Yeah. And I guess depending on the industry that you work in, some of these might be more important than others. Like if you're an actual company that works in the HR hiring space, then some of these are going to become extremely important. Whereas if you're a software as a service company or a developer tools company or something like that, then other of these might be kind of immediately important.
I mean, a lot of these intersect with people no matter what company they're working in. A lot of these when I read them, I think could be interpreted, like depending on who's reading them, they could be interpreted in different ways. How do you make sure that what you're going after with your AI principles actually trickles down to the work that's going on in your AI development teams? Is there tooling around that or is it mostly an education sort of thing or what's your thought there?

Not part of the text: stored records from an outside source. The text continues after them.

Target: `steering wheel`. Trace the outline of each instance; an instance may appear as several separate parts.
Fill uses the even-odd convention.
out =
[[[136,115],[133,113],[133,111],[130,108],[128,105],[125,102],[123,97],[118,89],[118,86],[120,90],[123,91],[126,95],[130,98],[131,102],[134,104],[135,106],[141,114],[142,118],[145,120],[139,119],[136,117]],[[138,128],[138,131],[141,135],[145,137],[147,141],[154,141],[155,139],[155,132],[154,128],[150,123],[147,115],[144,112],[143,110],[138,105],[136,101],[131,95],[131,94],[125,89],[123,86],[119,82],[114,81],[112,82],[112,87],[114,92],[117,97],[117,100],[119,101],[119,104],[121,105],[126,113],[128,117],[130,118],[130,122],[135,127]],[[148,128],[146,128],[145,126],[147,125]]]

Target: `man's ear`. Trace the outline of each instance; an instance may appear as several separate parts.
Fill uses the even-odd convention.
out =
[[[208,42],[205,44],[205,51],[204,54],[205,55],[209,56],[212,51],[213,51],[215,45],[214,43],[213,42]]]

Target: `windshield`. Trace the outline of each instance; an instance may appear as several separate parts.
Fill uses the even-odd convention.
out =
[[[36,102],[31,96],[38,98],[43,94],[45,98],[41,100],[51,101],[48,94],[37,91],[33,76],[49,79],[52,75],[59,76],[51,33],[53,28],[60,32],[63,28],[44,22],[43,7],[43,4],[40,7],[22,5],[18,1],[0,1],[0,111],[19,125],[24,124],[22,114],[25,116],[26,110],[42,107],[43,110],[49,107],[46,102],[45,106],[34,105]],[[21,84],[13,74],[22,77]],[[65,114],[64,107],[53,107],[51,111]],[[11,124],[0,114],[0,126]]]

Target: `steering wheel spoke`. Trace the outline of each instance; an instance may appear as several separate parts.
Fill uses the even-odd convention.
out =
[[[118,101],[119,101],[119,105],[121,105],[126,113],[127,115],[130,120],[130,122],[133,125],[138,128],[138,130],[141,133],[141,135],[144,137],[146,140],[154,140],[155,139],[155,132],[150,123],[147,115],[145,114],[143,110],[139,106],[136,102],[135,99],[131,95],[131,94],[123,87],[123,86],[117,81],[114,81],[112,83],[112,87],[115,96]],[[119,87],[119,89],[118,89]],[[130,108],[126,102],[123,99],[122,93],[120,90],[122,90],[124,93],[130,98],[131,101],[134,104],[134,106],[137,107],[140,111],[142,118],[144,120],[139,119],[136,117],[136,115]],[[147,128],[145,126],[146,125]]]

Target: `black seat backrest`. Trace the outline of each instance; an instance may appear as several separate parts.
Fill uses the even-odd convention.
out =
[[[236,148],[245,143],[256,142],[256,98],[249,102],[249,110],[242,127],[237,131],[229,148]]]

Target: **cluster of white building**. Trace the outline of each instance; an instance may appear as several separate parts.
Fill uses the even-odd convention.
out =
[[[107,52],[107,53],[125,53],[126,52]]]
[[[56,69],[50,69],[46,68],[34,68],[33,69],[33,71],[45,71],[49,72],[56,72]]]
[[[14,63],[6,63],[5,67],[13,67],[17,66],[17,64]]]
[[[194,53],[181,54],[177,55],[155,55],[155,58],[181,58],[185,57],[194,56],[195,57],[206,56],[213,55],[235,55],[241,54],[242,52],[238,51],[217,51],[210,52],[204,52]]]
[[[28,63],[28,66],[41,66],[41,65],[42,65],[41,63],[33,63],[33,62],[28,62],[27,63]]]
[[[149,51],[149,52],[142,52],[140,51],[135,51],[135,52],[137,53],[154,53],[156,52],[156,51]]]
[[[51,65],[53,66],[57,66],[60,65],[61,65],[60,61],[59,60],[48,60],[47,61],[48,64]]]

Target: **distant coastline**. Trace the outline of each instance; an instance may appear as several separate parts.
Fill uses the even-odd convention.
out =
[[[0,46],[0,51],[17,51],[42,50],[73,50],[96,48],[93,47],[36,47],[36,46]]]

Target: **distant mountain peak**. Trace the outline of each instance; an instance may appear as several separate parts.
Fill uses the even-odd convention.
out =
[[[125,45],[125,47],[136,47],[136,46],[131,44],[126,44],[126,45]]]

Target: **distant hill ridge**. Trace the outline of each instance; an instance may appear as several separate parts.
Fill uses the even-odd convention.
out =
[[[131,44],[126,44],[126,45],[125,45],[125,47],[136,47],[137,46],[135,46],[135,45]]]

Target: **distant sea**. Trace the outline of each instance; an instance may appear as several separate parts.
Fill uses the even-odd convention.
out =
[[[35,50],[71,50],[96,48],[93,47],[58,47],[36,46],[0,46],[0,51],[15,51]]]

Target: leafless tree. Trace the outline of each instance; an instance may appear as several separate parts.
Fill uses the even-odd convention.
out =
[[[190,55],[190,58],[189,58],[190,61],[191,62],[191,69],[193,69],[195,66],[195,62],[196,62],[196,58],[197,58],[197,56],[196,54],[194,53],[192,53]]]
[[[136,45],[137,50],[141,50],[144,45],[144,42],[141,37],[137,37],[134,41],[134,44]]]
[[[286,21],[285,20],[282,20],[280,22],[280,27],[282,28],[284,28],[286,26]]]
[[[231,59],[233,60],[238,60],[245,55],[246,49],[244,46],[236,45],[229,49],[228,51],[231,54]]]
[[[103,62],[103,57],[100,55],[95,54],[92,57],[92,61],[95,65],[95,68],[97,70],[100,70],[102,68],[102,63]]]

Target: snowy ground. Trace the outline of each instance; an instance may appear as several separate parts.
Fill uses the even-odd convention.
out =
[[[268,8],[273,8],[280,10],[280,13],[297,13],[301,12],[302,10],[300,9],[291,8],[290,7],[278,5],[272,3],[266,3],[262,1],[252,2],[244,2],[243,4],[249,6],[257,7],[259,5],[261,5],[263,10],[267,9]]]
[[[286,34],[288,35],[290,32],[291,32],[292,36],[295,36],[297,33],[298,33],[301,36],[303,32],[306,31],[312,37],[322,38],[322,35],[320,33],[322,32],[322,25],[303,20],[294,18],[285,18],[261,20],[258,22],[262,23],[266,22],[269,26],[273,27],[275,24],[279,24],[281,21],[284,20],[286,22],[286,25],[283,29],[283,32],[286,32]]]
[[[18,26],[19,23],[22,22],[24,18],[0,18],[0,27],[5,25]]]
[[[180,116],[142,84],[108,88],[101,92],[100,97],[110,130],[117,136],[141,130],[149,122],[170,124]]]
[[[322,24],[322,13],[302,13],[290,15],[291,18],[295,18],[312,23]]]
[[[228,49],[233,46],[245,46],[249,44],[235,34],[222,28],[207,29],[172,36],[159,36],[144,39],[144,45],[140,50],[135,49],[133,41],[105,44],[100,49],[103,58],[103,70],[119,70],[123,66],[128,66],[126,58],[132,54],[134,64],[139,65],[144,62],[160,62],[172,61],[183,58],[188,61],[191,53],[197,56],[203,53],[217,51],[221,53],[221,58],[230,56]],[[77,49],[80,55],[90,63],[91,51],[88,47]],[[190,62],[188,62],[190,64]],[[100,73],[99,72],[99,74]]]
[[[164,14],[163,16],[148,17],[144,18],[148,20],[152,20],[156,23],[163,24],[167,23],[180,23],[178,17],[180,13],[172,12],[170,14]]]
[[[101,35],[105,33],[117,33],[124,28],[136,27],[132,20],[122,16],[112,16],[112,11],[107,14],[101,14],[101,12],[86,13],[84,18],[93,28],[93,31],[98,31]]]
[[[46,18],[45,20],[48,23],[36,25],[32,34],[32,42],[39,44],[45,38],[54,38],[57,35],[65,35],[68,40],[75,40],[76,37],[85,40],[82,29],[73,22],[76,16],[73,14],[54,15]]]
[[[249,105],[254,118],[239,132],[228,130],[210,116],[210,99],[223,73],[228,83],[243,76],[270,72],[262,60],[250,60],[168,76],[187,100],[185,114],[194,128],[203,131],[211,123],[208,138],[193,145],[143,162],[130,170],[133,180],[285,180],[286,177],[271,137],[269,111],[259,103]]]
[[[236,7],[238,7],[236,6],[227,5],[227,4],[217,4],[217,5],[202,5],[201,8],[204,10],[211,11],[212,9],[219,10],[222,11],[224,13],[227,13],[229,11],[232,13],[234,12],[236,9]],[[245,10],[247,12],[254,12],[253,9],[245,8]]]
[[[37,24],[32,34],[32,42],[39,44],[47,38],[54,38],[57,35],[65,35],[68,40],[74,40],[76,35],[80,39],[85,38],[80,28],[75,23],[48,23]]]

It's going to be both. But what you have to start doing is you have to connect on the assumption that your operations, whether internal or external, are governed by some, essentially policies internally. You really have to connect the principles to the policies that you have because those policies are representing the reality or at least an ideal reality that your organization is trying to achieve. And so until you can map principles to the policies that you already have in place and figure out if you have gaps and need to create new policies or change existing policies, that's the first step is saying, I understand how the principles that we said identify our values, map out to the policies that govern our operations and our functions.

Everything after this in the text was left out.